# Knives in the dishwasher...not a good idea



## carnivore (Apr 2, 2003)

i bought a set of decent knives awhile back--i think i paid $50 for them.  they really serve all my needs, just have to sharpen them every few uses.
i started washing them in the dishwasher (me being lazy) and the rivets that hold the blade to the handle starting popping out over several washes.
Is this a cheap set of knives, or should you just not ever dishwash your good kitchen knives?


----------



## oldcoot (Apr 3, 2003)

Popping rivets in knife handles?  Dishwasher or no, that is a manufacturing defect - I'd return the knives if possible.

Are your knives stainless or caarbon steel?  A good quality carbon steel will hold an "edge" better than stainless, but will discolor and rust unless given proper care.  Wiping eith   type by drawing it flat between the folds of a cloth towel after every use will help maintain the edge and cleanliness of the blade, reducing washing.

Do you sharpen with a stone or one of those metal gadgets?  A stone can give the best result, but is much more tedious.  And do you use an iron to maintain an adge?  (That's a round "file-like" rod with a handle, the knife being drawn across is at a low angle multiple times , often before each use.  It will definitely improve cutting and reduce resharpening!.)

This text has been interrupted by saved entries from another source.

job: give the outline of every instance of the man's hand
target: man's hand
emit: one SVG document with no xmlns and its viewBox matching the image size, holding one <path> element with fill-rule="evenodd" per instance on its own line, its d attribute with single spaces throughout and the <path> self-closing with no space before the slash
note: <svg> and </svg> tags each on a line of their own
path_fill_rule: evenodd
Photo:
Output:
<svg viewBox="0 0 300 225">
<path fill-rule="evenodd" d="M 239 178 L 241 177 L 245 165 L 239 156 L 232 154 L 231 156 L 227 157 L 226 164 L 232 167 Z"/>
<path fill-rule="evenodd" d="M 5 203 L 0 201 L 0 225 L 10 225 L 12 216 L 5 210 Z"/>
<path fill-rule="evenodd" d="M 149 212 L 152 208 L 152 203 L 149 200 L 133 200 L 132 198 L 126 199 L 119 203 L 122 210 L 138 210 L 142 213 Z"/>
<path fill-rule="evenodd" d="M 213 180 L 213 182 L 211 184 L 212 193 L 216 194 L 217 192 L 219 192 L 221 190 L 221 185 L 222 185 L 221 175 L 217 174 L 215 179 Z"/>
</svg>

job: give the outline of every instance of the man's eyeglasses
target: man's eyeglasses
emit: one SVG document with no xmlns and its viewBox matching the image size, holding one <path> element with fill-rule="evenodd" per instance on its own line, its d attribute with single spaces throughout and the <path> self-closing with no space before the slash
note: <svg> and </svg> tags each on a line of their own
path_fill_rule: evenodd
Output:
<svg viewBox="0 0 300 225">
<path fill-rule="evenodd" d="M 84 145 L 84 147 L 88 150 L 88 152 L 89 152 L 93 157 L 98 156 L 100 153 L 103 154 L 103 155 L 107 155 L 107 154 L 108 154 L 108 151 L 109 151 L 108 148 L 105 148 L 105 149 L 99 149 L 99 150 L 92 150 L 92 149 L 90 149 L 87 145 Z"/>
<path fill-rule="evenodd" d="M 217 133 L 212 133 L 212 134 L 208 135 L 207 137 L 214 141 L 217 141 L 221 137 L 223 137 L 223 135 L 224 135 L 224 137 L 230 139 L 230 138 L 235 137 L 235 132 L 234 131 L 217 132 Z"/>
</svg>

Then knives should be kept in a wooden knife block, NEVER in a drawer! For both your and the knife's safety.!


----------



## carnivore (Apr 3, 2003)

hi oldcoot
unfortunately i don't have the box or the receipt for the knives.  they seem to do fine except when i dishwash them (which i'm not doing anymore).
They are stainless steel, and i sharpen them with an "iron"--it works well, and it's fast.  i do store them in the wooden block they came in.


----------



## GB (Jul 14, 2004)

It is usually not a good idea to run your knives through the dishwasher. The drying cycle can damage the handles and create small (and not so small) cracks where little nasties can get in.


----------



## LMJ (Jul 14, 2004)

I still love my dollar store chef's knives. Can just throw them away if they wear out, but after a year, they're still both wonderfully sharp.  8)


----------